My function all_pairwise() does the following:

  1. Tries to ensure that the data is valid for the various tools I want to use. It should yell at you if it is not and depending on what information it has, fix it.
  2. Pass the data to limma, deseq2, edger, ebseq, and a basic analysis I wrote.
  3. Collect the results into a list.
  4. Give you the list.

Thus, if you wish to learn how to invoke limma and friends, you may wish instead to look up the functions: limma_pairwise(), deseq_pairwise(), edger_pairwise(), ebseq_pairwise(), and basic_pairwise() in order to see the things I do to run them. Hopefully, you will find that I pretty carefully followed the suggestions from the authors of each tool.

The _pairwise() family of functions has a lot of options, I will only be using ‘model_batch’ to change one of them.
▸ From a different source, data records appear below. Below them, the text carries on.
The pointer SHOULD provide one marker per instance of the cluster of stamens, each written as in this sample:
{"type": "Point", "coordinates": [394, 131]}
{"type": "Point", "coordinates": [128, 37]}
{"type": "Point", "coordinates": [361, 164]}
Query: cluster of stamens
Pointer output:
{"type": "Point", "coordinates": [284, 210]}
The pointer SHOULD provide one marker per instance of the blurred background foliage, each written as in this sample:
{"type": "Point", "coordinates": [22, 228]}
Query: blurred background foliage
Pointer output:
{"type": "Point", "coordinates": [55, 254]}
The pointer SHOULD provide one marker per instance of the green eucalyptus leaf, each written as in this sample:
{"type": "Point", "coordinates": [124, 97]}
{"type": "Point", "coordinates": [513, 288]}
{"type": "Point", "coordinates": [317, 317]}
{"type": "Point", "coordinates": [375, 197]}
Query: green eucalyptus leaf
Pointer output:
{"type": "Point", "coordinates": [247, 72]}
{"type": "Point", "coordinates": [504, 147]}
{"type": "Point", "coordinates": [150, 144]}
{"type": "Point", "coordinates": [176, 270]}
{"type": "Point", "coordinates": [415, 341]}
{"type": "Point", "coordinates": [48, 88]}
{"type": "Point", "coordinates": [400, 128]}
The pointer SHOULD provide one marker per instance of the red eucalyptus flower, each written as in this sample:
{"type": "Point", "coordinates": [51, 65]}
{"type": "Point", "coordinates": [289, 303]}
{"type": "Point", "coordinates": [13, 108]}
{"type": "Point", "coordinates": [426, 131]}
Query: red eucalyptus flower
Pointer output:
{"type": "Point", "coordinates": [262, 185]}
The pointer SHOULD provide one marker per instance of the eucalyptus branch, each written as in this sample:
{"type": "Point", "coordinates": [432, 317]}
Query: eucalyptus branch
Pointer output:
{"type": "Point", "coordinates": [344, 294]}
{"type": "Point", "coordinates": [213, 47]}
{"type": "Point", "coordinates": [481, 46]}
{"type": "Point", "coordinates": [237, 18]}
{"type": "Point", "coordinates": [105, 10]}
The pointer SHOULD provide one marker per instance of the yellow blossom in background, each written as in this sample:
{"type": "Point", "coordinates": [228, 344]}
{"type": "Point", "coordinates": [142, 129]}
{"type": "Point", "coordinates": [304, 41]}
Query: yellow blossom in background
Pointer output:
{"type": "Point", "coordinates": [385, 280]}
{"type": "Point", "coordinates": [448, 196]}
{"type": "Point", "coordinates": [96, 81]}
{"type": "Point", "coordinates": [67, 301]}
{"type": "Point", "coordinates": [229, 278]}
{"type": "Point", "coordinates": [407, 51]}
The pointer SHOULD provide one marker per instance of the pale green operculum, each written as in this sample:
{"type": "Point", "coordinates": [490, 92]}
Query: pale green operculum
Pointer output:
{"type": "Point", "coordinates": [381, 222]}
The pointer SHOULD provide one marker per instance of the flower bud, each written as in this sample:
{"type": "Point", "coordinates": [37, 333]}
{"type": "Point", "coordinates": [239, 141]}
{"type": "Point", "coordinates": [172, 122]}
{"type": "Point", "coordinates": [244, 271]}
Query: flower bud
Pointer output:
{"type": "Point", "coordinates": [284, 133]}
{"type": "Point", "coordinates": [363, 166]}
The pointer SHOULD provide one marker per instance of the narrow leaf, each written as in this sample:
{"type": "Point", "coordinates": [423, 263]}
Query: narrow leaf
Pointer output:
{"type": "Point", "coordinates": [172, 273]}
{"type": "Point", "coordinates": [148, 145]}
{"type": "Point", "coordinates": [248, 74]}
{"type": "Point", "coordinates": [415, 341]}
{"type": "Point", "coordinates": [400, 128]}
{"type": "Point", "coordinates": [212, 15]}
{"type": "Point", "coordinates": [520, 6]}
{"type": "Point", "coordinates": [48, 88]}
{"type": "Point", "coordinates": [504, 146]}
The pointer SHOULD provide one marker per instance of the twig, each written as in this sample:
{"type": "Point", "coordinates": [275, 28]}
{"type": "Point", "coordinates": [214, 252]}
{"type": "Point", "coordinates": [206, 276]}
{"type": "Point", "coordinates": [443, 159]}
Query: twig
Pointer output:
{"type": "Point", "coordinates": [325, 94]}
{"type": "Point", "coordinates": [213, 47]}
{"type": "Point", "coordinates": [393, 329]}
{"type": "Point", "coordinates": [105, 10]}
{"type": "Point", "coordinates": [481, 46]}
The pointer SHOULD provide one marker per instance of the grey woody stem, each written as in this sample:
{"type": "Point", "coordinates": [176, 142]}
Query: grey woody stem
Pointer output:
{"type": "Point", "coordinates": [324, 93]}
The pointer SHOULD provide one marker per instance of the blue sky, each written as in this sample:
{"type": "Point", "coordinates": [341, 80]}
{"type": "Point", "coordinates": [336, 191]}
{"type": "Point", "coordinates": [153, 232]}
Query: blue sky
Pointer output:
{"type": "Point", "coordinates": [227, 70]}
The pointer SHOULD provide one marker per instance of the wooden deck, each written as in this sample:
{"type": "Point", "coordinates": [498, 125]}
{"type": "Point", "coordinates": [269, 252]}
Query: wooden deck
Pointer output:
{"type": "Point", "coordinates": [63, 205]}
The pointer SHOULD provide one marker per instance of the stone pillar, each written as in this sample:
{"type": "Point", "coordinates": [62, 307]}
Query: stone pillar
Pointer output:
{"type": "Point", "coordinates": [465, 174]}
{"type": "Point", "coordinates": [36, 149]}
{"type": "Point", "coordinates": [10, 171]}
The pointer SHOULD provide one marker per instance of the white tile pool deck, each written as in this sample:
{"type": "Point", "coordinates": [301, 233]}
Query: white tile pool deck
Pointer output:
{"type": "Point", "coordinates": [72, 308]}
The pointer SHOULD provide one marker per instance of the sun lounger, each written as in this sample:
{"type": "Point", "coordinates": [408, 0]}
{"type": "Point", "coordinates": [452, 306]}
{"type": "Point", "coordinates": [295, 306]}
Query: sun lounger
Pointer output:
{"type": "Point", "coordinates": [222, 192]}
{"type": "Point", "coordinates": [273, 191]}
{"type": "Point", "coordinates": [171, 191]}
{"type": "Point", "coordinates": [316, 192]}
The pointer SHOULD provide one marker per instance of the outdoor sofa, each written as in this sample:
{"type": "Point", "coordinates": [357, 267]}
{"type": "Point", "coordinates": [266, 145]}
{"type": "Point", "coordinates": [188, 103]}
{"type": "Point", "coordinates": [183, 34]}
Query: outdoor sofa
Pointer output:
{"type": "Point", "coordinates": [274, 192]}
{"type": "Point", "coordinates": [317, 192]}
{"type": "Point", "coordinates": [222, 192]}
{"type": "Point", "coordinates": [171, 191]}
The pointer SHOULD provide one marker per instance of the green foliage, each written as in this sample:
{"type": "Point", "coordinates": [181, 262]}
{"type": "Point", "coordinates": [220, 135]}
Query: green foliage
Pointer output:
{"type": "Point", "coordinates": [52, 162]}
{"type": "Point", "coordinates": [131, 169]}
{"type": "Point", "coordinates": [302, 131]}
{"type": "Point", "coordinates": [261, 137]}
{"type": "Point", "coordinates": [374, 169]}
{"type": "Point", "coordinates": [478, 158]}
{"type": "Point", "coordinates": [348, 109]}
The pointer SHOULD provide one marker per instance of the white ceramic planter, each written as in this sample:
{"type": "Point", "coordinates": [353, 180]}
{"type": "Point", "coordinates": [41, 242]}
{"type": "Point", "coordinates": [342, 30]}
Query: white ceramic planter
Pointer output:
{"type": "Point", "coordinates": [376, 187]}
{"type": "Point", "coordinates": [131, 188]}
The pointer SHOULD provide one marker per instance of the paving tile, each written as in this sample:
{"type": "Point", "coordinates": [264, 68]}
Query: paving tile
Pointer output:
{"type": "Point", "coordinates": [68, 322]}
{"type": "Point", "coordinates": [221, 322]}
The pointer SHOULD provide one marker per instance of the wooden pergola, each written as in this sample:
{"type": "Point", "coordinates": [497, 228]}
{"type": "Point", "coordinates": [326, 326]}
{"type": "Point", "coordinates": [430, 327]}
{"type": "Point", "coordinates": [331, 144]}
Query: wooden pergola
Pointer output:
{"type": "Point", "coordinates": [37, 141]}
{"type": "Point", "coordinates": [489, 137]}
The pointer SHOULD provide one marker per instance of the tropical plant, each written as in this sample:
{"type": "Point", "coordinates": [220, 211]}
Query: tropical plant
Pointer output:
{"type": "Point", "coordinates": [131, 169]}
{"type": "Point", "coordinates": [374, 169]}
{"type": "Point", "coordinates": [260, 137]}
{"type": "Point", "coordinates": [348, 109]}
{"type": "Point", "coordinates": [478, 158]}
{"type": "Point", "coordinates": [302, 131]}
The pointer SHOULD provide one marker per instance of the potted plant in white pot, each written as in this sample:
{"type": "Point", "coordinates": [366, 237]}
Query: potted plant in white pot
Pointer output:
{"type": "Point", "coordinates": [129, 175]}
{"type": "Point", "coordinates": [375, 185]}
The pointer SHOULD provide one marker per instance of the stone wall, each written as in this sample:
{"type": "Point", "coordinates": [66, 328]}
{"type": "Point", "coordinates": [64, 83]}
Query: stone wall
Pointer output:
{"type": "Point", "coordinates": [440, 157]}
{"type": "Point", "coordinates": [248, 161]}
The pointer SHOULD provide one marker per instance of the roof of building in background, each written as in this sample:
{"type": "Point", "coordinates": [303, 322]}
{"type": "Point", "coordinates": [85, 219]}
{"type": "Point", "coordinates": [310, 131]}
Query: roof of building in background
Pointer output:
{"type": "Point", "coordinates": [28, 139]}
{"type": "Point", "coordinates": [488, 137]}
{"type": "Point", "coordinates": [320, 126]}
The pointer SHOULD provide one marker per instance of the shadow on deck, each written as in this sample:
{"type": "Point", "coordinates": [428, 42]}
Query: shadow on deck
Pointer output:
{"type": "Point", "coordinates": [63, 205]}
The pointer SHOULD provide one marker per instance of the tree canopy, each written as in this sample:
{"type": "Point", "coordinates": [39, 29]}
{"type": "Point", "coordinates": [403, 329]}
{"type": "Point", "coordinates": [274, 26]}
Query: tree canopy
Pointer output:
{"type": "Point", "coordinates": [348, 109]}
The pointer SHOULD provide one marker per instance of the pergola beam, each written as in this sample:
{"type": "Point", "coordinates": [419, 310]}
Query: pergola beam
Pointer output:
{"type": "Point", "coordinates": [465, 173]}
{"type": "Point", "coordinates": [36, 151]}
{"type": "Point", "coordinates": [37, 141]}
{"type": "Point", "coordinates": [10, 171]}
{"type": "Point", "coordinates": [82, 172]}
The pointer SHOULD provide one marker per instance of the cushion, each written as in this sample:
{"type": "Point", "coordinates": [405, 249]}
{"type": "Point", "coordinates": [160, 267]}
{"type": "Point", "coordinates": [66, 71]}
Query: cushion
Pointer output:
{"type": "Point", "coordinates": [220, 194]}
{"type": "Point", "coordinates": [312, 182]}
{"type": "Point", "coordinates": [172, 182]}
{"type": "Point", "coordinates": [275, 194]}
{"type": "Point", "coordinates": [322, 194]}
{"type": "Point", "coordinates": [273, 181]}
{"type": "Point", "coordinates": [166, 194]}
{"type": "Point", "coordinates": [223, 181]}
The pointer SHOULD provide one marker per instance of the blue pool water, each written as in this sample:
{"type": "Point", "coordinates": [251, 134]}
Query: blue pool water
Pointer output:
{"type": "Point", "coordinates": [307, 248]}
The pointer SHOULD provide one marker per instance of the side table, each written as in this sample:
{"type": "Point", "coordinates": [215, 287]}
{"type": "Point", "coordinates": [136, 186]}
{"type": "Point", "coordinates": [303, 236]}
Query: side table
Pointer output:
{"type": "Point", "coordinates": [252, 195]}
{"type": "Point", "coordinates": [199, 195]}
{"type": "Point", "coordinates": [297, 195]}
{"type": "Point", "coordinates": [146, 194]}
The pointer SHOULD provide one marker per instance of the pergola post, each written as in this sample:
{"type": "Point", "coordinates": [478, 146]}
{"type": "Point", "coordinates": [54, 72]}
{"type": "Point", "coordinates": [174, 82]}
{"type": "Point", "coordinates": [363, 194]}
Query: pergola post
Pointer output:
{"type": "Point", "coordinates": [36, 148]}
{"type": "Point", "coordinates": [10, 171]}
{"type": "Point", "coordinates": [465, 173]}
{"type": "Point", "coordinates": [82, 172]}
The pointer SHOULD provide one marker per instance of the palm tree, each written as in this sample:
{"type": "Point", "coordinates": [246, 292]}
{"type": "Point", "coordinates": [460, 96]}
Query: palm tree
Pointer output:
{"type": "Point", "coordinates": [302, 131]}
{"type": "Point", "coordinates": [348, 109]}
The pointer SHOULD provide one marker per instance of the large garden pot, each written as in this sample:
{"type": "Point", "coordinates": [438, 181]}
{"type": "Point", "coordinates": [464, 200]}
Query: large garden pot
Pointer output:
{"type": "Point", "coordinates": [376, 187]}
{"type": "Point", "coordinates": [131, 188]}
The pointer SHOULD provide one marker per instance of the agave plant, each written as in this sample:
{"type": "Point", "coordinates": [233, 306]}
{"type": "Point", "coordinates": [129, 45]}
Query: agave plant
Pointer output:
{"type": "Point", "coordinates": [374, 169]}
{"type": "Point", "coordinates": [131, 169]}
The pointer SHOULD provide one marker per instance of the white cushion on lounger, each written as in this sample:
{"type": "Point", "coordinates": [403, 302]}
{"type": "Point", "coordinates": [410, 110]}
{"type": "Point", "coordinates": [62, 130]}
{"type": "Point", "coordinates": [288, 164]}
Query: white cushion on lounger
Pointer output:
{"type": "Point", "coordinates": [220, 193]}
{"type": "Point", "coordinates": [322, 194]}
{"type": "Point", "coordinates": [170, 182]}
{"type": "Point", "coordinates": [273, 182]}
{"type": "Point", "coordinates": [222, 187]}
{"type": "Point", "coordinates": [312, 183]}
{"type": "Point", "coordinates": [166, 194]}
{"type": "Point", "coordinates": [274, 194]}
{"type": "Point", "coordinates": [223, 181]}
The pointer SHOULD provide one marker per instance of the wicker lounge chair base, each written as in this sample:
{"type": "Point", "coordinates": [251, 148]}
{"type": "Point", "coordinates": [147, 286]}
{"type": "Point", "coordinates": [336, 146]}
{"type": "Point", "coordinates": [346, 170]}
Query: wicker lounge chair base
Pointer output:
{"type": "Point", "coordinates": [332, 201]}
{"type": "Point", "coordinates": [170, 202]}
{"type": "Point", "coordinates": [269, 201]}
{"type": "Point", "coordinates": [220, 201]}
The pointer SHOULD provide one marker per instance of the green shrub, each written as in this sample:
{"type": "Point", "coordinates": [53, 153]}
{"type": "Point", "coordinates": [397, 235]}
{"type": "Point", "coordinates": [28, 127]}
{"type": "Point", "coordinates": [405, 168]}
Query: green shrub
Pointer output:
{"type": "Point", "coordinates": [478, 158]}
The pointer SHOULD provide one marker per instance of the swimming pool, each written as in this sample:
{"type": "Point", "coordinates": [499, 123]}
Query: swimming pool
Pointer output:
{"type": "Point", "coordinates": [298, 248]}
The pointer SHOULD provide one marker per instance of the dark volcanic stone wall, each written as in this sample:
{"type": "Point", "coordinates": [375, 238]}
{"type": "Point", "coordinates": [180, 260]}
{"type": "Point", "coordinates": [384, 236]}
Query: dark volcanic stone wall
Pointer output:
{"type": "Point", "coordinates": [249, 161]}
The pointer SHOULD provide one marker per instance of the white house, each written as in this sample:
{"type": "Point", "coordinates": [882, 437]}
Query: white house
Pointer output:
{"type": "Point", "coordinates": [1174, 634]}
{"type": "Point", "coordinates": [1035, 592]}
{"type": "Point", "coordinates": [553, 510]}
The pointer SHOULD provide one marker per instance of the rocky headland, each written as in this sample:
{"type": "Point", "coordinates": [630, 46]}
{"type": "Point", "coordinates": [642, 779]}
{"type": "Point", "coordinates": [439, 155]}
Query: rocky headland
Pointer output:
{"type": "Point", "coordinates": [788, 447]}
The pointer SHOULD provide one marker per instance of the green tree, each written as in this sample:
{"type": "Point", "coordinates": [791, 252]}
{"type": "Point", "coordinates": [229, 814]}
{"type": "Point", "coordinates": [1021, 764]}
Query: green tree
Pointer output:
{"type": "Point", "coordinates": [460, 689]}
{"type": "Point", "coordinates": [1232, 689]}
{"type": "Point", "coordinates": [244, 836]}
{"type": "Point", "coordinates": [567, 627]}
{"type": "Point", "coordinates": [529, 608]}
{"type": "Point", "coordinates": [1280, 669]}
## Attempting svaseq estimation with 2 surrogates.
Let us see how similar the results are… First I need to combine the tables into one big table. I will tell it to write the results to two files. I will also create a variable ‘keepers’ which defines what I want the numerators and denominators to be. The all_pairwise() function does not have any sense of up and down and simply takes every condition in the data and compares it to every other condition in the data, thus it will include things in which we might not be interested…

6 Quick ontology

Lets grab the set of up/down genes

I will leave it as an exercise to the reader to find out where the plots are for the ontology searches.